Tech Mahindra’s share price slipped over 2% to an intra-day low of Rs 1,572.30 on the National Stock Exchange. The stock is a key loser on the Nifty 50. This is after the company reported a 1.4% fall in revenue sequentially. The brokerages are divided in their stance on the stock as the fall in margins is somewhat offset by better deal wins.

Nuvama on Tech Mahindra: Margin expansion problem to linger on

Tech Mahindra has been delivering on deal wins, but margins, while expanding, are still far from its guidance. Margin expansion will be even more difficult here after, given the low-growth and weak macros and limited levers for expansion, said Nuvama Institutional Equities.

Despite inferior margins and returns profile, Tech Mahindra trades at a valuation comparable to large-cap peers. “We are trimming FY26 and FY27 (<2.5%) and continue to value the stock PE at 19x for FY27,” said Nuvama.

However, Nuvama said that Tech Mahindra posted decent Q1FY26 results. Revenue came in at $1,564 million, a fall of 1.4% CC QoQ, missing the estimate of a 0.8% CC QoQ decline. EBIT margin expanded 50 basis points QoQ to 11.1%, in line with the estimate. The net profit stood at Rs 1,140 crore, which was lower than the brokerage’s estimate. Total Contract Value (TCV) was solid at $809 million, an increase of 51% YoY.

Nuvama retained its ‘Reduce’ rating, with an unchanged target price of Rs 1,300, implying a downside of 19% from the current market price.
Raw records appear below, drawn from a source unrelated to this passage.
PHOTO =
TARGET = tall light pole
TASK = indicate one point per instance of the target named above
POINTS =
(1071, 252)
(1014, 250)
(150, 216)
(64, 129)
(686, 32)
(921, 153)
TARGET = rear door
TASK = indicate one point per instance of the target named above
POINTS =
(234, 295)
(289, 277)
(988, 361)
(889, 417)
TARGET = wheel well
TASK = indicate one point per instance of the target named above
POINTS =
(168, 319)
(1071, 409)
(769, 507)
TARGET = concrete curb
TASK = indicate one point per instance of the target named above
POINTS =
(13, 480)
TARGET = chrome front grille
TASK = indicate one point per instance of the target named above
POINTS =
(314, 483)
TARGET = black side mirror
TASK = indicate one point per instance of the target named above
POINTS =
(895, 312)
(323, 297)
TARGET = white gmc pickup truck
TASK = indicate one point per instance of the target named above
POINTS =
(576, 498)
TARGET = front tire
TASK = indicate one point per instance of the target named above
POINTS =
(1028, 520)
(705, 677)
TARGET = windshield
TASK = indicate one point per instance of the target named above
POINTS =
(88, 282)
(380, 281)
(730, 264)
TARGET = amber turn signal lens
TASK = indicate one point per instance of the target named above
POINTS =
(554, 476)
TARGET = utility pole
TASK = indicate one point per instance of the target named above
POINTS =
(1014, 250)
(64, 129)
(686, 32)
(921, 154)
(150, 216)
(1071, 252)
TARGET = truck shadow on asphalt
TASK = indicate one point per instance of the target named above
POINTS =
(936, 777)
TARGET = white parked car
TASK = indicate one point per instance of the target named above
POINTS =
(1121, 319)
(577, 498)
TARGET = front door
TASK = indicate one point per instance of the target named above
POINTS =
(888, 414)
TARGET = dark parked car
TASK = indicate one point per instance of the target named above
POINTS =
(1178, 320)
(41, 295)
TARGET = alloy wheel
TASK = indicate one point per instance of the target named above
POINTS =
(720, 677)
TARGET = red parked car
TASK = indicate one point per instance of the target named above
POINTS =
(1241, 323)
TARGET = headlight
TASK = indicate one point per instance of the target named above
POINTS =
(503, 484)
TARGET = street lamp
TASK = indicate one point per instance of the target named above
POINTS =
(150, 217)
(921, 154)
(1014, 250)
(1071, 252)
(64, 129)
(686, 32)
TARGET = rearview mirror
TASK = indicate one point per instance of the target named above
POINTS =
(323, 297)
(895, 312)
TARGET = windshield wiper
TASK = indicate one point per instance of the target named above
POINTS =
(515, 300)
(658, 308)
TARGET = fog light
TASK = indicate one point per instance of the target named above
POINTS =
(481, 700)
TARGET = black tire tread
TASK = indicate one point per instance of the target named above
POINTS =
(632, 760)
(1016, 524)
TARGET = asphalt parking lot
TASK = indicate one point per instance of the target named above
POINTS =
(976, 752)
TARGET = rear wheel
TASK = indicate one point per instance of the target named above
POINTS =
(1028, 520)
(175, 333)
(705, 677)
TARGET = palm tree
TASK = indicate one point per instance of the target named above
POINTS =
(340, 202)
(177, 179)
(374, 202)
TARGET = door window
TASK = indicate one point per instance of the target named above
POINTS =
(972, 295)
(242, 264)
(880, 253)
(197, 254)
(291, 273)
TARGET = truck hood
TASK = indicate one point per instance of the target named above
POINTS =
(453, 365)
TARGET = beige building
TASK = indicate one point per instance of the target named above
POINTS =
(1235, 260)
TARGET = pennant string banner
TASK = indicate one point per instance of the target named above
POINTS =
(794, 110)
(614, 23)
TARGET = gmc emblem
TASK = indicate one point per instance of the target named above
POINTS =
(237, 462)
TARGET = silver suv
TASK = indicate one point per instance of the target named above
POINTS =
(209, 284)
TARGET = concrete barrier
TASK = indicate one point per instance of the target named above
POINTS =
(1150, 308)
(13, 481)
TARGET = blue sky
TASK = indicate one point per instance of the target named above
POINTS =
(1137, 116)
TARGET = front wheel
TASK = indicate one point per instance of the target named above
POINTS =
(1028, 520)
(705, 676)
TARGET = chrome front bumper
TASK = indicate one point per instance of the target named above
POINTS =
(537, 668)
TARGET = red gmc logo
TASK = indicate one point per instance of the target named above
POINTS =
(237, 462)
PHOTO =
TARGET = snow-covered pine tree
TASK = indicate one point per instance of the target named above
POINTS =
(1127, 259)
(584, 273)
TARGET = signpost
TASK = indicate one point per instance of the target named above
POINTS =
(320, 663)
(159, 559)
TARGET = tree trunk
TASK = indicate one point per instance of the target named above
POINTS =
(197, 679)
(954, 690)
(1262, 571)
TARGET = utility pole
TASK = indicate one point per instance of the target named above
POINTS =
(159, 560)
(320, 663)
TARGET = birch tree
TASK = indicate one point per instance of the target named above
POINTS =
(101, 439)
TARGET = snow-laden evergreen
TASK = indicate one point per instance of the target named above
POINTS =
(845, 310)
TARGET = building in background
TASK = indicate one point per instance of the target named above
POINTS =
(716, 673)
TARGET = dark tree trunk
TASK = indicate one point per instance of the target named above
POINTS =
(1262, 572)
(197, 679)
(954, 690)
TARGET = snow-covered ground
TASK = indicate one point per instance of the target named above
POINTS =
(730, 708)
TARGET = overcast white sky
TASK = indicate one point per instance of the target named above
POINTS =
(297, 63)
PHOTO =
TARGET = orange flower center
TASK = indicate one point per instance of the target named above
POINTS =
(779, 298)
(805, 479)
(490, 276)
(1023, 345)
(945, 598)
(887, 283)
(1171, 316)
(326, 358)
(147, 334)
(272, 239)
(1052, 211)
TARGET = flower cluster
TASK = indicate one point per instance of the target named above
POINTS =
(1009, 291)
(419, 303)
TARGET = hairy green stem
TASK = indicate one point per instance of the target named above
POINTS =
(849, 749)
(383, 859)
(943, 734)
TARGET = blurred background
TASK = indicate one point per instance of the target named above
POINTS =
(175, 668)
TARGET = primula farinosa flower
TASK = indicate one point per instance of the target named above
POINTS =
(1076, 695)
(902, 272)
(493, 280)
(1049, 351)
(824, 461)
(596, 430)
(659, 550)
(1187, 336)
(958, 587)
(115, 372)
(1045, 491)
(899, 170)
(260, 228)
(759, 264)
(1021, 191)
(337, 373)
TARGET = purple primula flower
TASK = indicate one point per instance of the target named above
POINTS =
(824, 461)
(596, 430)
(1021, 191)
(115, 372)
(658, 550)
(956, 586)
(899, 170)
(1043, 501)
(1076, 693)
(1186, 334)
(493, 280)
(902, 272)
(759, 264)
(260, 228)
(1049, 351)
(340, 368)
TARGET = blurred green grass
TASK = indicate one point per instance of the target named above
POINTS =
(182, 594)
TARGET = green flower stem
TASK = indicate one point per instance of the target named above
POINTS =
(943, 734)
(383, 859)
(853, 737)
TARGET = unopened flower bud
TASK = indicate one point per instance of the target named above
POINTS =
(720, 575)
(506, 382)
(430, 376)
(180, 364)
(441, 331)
Motilal Oswal on Tech Mahindra: Restructuring turning out well

Motilal Oswal said that Tech Mahindra continued to deliver decent deal TCV performance, with deal TCV standing at $809 million, which is up 51% YoY.

“The ongoing restructuring under the new leadership is tracking well, and this quarter was another step in the right direction. We continue to like Tech Mahindra’s bottom-up turnaround story,” said Motilal Oswal.

The brokerage maintained its ‘Buy’ rating on Tech Mahindra and expects the stock to trade at a 25x EPS by FY27. Motilal Oswal reiterated the price target of Rs 2,000, implying an upside of 24%.

The IT giant’s revenue fell 1.4% QoQ in constant currency (CC); however, it was better than the brokerage’s estimate of 1% cc decline.